El libro se titula “The Rethoric of Reaction”, y lleva por subtítulo las tres tesis que la componen: Perversity, Futility, Jeopardy. El argumento de la perversión sostiene que una causa tendrá el efecto opuesto al esperado. Así, algún objetivo deseable que se trace la nueva Constitución, subvirtiendo el orden establecido por la vigente, terminará siendo contraproducente y dañino. Lejos de incluir, se logrará el efecto contrario, que es generar más pobreza. O, por ejemplo, un nuevo régimen laboral agrario destruirá la creación de trabajo formal en el sector.
La segunda tesis, de la futilidad, afirma que toda reforma es inútil. Para representar la imagen de cambios cosméticos e insustanciales, Hirschman reproduce una magnífica cita de Tocqueville: “Desde la Revolución, cada vez que hemos querido destruir el poder absoluto solo hemos logrado poner la cabeza de la Libertad en el cuerpo de un esclavo”. El corolario de esta tesis es que lo mejor que puede hacer una autoridad es no hacer nada. Como bien señala Hirschman, hay una clara distinción entre la primera y la segunda tesis en términos del alcance de la acción humana. Mientras que la tesis de la perversión admite que un gobierno o un individuo tienen margen de maniobra, aunque las consecuencias sean trágicas y contraproducentes, la tesis de la futilidad llama a abandonar toda esperanza de que algún cambio o intervención sea posible porque la realidad se guía por leyes divinas inasibles al ser humano.
Finalmente, el discurso del riesgo (Jeopardy) es el que infunde miedo al afirmar que cualquier cambio echará por la borda todo el progreso logrado. Es quizás el más común estos días, y apela a lugares comunes: desde el primer gobierno de Alan García hasta la posibilidad de convertirnos en Venezuela tan pronto entre en vigencia la nueva Constitución.

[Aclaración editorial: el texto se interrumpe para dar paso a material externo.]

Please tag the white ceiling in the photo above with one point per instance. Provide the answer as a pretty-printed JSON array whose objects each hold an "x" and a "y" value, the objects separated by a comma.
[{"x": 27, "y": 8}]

Las instituciones, como la Constitución Política de un país, deben tener un mecanismo automático de reproducción (‘self-enforcing’) que les permita estar por encima de luchas políticas cotidianas, y también, de ser examinadas con independencia de cambios porcentuales en el PBI. Representan un equilibrio, una solución no siempre óptima o eficiente pero que se sostiene en base a acuerdos e incentivos para preservar ese orden.
No es bueno instrumentalizarla, porque celebraremos como propios los años de bonanza, pero faltarán argumentos para defenderla en tiempos de vacas flacas. Una lección de la caída de la Ley de Promoción Agraria es que se requieren consensos, y no una guía mínima, para sostener instituciones y que si es necesario defenderla apelando al miedo o al riesgo, es que ese orden no está en equilibrio.